No entanto, a arena internacional também não nos é favorável. O debate
envolvendo os biocombustíveis e o etanol, em particular, revela apenas a
superfície de uma disputa estratégica, que no fundo são visões distintas sobre
o futuro do planeta e das relações humanas que se enfrentam. Mas, não restam dúvidas
de que a política externa do governo Lula assenta-se nos pressupostos de uma
visão de esquerda.
Como afirmei no debate mencionado no primeiro artigo, "estamos realizando
um programa avançado, considerando que estamos agindo dentro da ordem, sem rupturas.

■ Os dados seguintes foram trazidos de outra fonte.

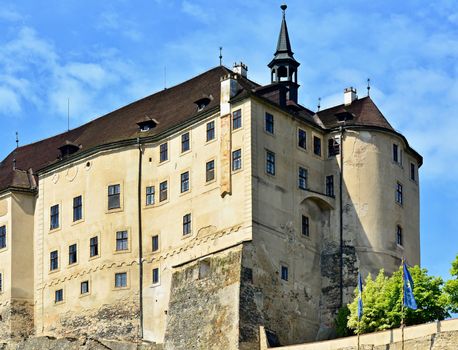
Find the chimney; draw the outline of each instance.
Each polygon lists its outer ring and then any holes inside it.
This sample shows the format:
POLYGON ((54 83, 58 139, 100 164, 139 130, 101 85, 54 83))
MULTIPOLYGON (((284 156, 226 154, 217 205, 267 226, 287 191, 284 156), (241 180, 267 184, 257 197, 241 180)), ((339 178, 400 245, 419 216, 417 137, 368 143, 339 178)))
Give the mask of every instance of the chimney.
POLYGON ((349 87, 344 90, 345 106, 351 105, 351 103, 357 99, 358 99, 358 95, 356 95, 356 89, 354 87, 349 87))
POLYGON ((234 73, 240 74, 244 78, 248 76, 248 67, 246 66, 246 64, 243 64, 242 62, 234 63, 232 71, 234 73))
POLYGON ((238 89, 237 74, 230 73, 221 77, 221 116, 231 113, 231 104, 229 101, 237 94, 238 89))

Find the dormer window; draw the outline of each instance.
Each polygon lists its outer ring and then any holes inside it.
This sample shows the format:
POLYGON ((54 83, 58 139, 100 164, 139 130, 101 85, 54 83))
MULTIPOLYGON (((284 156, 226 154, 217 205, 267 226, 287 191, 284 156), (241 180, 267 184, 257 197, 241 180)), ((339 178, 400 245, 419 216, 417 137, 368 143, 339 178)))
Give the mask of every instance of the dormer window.
POLYGON ((143 120, 143 121, 137 123, 137 125, 140 128, 141 132, 149 131, 149 130, 155 128, 157 124, 158 124, 157 121, 154 120, 154 119, 147 119, 147 120, 143 120))
POLYGON ((210 102, 211 99, 209 97, 202 97, 201 99, 195 101, 194 103, 197 105, 197 112, 202 111, 210 102))
POLYGON ((59 148, 61 158, 68 157, 69 155, 76 153, 79 151, 80 146, 70 142, 65 141, 65 144, 60 146, 59 148))

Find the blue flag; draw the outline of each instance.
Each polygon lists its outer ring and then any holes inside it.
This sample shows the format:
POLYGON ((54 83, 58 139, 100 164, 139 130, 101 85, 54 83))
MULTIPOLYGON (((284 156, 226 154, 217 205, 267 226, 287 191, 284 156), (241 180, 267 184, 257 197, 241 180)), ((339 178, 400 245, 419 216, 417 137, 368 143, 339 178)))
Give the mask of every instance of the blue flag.
POLYGON ((416 310, 417 309, 417 302, 415 301, 415 297, 413 296, 413 279, 410 276, 409 269, 407 268, 406 263, 403 264, 404 269, 404 306, 416 310))
POLYGON ((363 316, 363 280, 361 273, 358 273, 358 319, 363 316))

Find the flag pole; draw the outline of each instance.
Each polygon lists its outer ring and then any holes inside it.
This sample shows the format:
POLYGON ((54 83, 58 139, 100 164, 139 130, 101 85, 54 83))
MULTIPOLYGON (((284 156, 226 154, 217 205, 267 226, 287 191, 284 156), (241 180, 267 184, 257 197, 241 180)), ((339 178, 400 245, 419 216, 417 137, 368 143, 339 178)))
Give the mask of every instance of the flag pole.
POLYGON ((401 271, 402 271, 402 289, 401 289, 401 301, 402 301, 402 304, 401 304, 401 349, 404 350, 404 283, 405 283, 405 279, 404 279, 404 257, 402 257, 402 265, 401 265, 401 271))

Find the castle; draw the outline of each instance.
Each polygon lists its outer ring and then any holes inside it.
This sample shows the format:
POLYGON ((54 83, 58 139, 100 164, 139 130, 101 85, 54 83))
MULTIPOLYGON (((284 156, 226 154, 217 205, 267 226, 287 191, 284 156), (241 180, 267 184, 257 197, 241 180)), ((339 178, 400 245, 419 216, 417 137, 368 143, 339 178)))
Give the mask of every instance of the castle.
POLYGON ((422 157, 353 88, 298 102, 282 9, 269 85, 218 66, 1 162, 0 340, 325 339, 358 271, 419 264, 422 157))

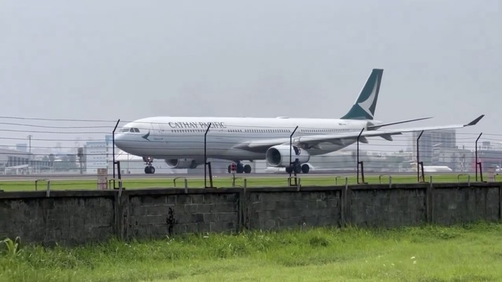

Nunca o Brasil, conseguiu, a um só tempo, crescimento com diminuição da pobreza
e soberania nas relações internacionais, democracia e recomposição do papel
público do Estado, como promotor da cidadania e do crescimento". E se
levarmos em conta a crise de perspectivas e de valores que a humanidade
enfrenta, os impasses e tragédias gerados pelo neoliberalismo e a desesperança
ideológica que está se propagando no mundo, é fácil perceber que o que estamos
realizando é, historicamente, decisivo e basilar. Hoje podemos dizer que os
brasileiros estão menos desiguais e que o Brasil, após o governo Lula, estará
bem mais próximo do nosso ideal de sociedade justa.